Rather more nebulous are things like the COD:BlOps helicopter holiday. I must admit, I find it strange that they praise Joystiq for choosing to pay for a smaller hotel room. How the heck is having your company pay for a small hotel room any different from having Activision pay for a large hotel room? A free holiday is a free holiday. At the end of it all, it still comes down to one person playing part of a game and making a choice as to whether or not it is worth £40, does it not? Isn’t that why we read reviews?

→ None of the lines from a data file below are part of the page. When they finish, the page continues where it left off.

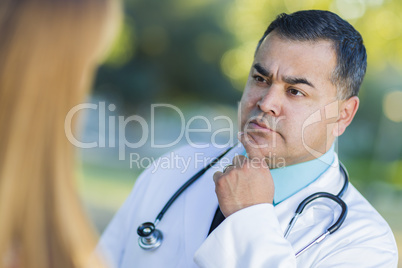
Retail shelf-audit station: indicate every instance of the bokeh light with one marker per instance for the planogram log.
(392, 106)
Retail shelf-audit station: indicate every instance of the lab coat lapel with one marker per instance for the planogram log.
(201, 203)
(314, 218)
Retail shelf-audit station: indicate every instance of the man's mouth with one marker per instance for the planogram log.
(260, 125)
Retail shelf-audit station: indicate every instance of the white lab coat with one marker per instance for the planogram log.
(251, 237)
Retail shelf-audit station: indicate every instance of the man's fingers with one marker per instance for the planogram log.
(217, 175)
(251, 146)
(239, 160)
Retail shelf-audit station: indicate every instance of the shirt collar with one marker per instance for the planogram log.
(291, 179)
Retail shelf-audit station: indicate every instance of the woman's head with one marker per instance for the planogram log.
(49, 50)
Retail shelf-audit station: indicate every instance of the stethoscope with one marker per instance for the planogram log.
(151, 238)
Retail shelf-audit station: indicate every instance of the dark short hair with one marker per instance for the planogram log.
(316, 25)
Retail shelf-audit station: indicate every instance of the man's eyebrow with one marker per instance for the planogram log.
(297, 80)
(287, 79)
(262, 70)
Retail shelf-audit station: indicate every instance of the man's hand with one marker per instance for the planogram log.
(246, 182)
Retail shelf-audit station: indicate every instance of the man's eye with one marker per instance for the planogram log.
(259, 78)
(295, 92)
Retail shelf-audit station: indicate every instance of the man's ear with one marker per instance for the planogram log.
(347, 111)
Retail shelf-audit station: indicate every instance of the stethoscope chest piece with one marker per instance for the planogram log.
(150, 237)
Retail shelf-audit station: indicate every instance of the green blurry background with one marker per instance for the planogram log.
(196, 54)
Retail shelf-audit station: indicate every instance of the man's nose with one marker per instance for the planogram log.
(271, 101)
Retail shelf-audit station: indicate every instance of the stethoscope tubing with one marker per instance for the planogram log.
(151, 238)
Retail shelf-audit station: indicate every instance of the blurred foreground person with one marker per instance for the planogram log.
(49, 50)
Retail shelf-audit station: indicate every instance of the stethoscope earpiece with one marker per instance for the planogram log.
(150, 237)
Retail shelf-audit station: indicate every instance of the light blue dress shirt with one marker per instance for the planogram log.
(291, 179)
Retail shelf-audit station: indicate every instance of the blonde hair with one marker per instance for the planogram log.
(49, 50)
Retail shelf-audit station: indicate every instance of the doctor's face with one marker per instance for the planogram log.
(288, 98)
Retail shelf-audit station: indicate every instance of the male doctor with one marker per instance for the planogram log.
(300, 95)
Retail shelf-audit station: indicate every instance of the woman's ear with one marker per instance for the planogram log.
(347, 111)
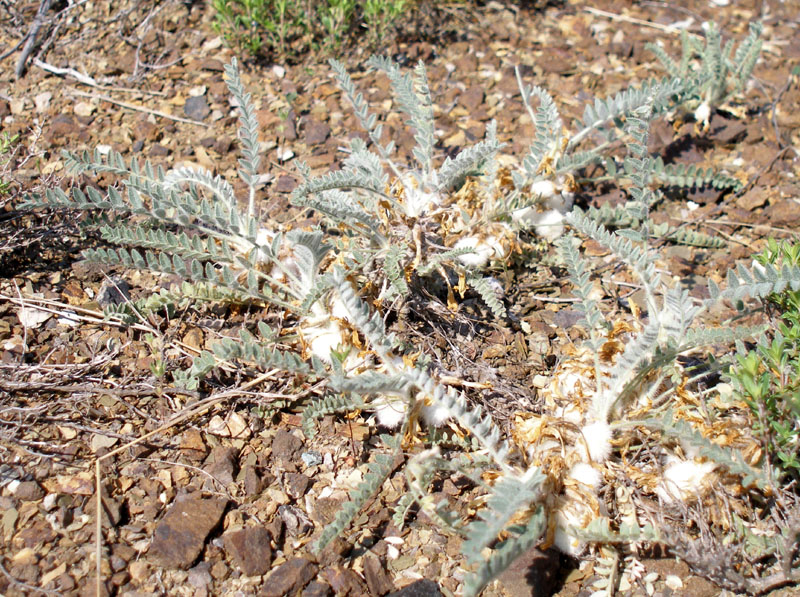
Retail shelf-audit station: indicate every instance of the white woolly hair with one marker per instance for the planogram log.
(549, 224)
(435, 415)
(322, 338)
(683, 479)
(597, 440)
(390, 413)
(484, 250)
(566, 517)
(544, 189)
(585, 473)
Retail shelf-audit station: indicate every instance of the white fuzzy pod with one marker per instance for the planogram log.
(435, 415)
(703, 113)
(684, 479)
(484, 250)
(390, 413)
(544, 189)
(586, 474)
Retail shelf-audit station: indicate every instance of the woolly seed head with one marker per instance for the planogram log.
(597, 440)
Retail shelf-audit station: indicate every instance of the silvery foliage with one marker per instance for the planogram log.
(555, 153)
(722, 70)
(390, 209)
(188, 222)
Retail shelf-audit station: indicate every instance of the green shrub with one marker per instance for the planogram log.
(385, 231)
(768, 377)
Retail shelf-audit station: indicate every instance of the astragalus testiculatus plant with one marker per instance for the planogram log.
(619, 411)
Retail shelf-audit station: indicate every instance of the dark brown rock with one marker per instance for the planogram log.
(212, 64)
(289, 577)
(726, 131)
(158, 151)
(317, 132)
(296, 521)
(253, 482)
(146, 130)
(180, 536)
(196, 108)
(420, 588)
(378, 580)
(221, 464)
(250, 550)
(344, 581)
(783, 213)
(29, 491)
(192, 445)
(285, 184)
(316, 589)
(472, 97)
(297, 485)
(533, 574)
(285, 446)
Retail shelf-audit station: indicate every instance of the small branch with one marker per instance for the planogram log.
(624, 19)
(70, 72)
(106, 98)
(38, 21)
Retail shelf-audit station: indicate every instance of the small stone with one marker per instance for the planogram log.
(317, 132)
(472, 98)
(250, 550)
(378, 580)
(199, 576)
(196, 107)
(221, 464)
(29, 491)
(158, 151)
(785, 213)
(180, 536)
(213, 65)
(84, 109)
(50, 501)
(285, 446)
(139, 570)
(253, 483)
(297, 484)
(42, 101)
(192, 445)
(755, 197)
(420, 588)
(344, 581)
(289, 578)
(297, 522)
(233, 425)
(285, 184)
(725, 131)
(62, 125)
(114, 291)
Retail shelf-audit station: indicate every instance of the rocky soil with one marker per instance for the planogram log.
(220, 493)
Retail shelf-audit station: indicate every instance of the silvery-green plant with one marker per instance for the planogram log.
(546, 183)
(722, 70)
(395, 213)
(189, 222)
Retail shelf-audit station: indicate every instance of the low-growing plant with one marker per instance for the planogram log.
(6, 143)
(620, 410)
(723, 70)
(768, 376)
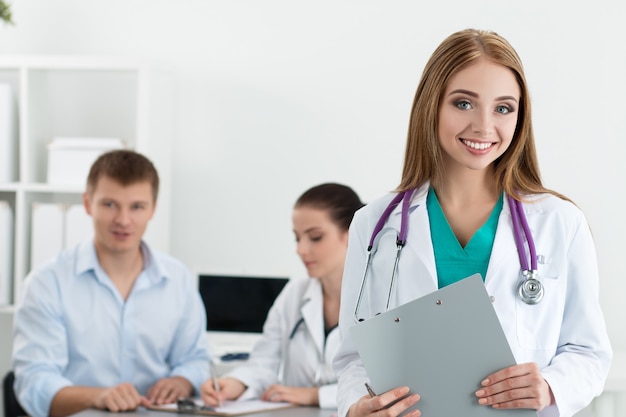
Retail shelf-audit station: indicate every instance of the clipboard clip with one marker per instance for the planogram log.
(189, 406)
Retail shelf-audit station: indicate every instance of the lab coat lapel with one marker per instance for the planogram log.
(504, 255)
(419, 240)
(312, 311)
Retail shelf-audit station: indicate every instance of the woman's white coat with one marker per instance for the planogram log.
(565, 334)
(293, 339)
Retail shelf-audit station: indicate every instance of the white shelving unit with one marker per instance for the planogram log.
(82, 96)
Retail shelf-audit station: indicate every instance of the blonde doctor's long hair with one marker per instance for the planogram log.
(517, 170)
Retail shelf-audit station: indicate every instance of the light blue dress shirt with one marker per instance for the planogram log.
(72, 327)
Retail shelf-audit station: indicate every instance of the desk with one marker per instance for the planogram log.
(142, 412)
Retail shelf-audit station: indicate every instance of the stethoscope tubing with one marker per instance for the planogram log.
(520, 229)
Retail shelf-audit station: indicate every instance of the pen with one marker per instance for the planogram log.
(216, 385)
(370, 391)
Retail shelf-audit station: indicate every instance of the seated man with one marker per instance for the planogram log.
(110, 324)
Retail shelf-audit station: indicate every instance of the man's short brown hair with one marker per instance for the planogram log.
(126, 167)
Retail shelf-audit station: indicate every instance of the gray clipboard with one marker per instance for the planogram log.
(441, 346)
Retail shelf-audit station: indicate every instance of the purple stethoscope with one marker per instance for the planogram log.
(530, 290)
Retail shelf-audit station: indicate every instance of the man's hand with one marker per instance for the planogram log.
(122, 397)
(167, 390)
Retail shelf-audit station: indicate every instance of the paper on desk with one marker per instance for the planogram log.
(230, 408)
(441, 346)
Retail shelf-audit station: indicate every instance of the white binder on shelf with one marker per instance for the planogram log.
(47, 230)
(78, 225)
(6, 252)
(8, 134)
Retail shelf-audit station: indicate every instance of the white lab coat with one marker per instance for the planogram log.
(564, 334)
(293, 337)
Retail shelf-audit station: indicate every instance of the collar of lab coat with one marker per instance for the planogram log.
(420, 243)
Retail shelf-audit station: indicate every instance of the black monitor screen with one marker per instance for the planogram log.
(236, 303)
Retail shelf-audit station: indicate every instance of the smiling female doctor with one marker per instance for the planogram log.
(471, 200)
(292, 361)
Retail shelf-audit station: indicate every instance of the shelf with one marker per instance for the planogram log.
(86, 97)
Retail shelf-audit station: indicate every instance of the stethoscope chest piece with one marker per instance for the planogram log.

What I really don’t understand is why the tech/family/ethnic minority marketers aren’t working in the independent games blogger space. This is where the damage is done, of course – games sites being pressured to pull negative articles under the threat of losing funding. Looking at Quantcast (and how they get their numbers is a mystery to me) the US segment of my games site has a clear market appeal towards parents, people who earn under US$30k, Asians and Hispanics and people who have no college education. Surely somewhere in those segments is an interest that goes beyond gaming? Are we all so conditioned by Google AdSense that we compartmentalise our browsing habits to the extent that there’s no value in running non-games ads on a games site?
[edit: Good lord, Rock Paper Shotgun has an Intel advertisement running. More of this, please]
However you feel about journalist ethics and advertising, I ran my first site takeover advertisements today. And BioWare fangirl that I am, I’m glad that I popped my cherry with Dragon Age 2.